Das zweite Leben des Felix D.: Russland und das Gespenst des Bolschewismus

Tscheka-Gründer, Massenmörder, Organisator des bolschewistischen Terrors – und unter Putin wieder hoch im Kurs: Felix E. Dziershynski (hier in einer Statue der Ostberliner Stasi-Zentrale) (Foto:Imago)

Am südlichen Rand von Moskau, im Stadtteil Jasenewo, in der Nähe des Butowski-Parks befindet sich der gut gesicherte Gebäudekomplex des russischen Auslandsnachrichtendienstes SWR. Am 11. September 2023 ist es auf diesem Gelände zu einer denkwürdigen Zeremonie gekommen: Mitarbeiter des Dienstes haben unter der Leitung des Behördenchefs, Sergej Naryshkin ein Denkmal eingeweiht. Das ist zunächst nichts Außergewöhnliches, werden doch in Russland, wie schon zu Zeiten der Sowjetunion immer wieder und zu verschiedenen Anlässen Denkmale eingeweiht. Hier war aber der Zeitpunkt und der Ort schon bemerkenswert: Es war der 146. Geburtstags von Felix E. Dziershynski, dem Begründer des bolschewistischen Terrors und ersten Vorsitzenden der Tscheka, wie damals die entsprechende Terrororganisation im Dienste Lenins abgekürzt genannt wurde. Der vollständige Name der Organisation stellt eine jener sprachlichen Monstrositäten dar, mit denen zu Zeiten der Sowjetunion die Behörden benannt waren und und die in diesem Rahmen nicht wiederholt werden sollte.

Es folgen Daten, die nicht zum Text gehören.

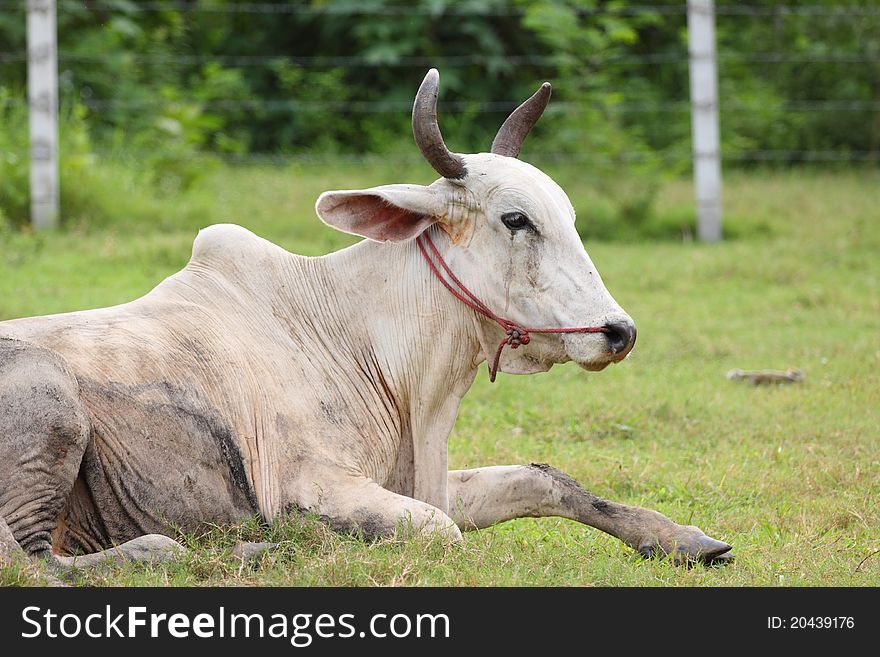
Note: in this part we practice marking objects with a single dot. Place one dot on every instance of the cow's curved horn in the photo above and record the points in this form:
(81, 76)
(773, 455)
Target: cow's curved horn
(427, 132)
(514, 130)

Bis August 1991 stand das Original des Denkmals auf dem heutigen Lubjanka-Platz, der damals noch Dziershynski-Platz hiess. Damals hatte eine Gruppe von Funktionären und Militärs einen Putsch gegen Staatschef Gorbatschow gewagt; am 21. August 1991 wurden die Putschisten verhaftet, und danach gefragt, was denn das Ziel ihres Putsches gewesen sei, antworteten sie nahezu gleichlautend: „Das Erbe Stalins retten.“ Obwohl Moskau das Machtzentrum war, traf diese Aussage einen empfindlichen Nerv der Russen – und zwar nicht nur bei Opfern des Regimes, sondern oft auch einfach nur bei Menschen, die einen prägenden Einfluss der Epoche Stalins mit all ihren Symbolen auf die Gegenwart ablehnten. Am 22. August versammelten sie sich auf dem Dziershynski -Platz, und wenige Stunden später war das Denkmal abgeräumt.

Wilder Fanatiker

Nun steht es also in einer verkleinerten Ausgabe erneut in Moskau. Zwar etwas verborgen auf dem Gelände einer Behörde, aber als Identifikationsfigur für Stalinisten durchaus exponiert. Ein Teil der Öffentlichkeit beobachtet voller Sorge die Vorgänge, die in eine Restauration sowjetischer Zustände zielen könnten. Bei der Errichtung des Denkmals wurde peinlich auf ein bestimmtes Detail geachtet: Wie das Original einst vor dem Lubjanka-Gebäude, schaut Dziershynski nun auch wieder in nord-westliche Richtung – weil aus dieser Richtung die größte Bedrohung für Russland zu erwarten sei. Zumindest in historischer Perspektive ist das eher ungenau: Ein wesentlicher Anteil am Zusammenbruch der Sowjetunion war dem desolaten Zustand des Landes zuzuschreiben und keiner äußeren Bedrohung.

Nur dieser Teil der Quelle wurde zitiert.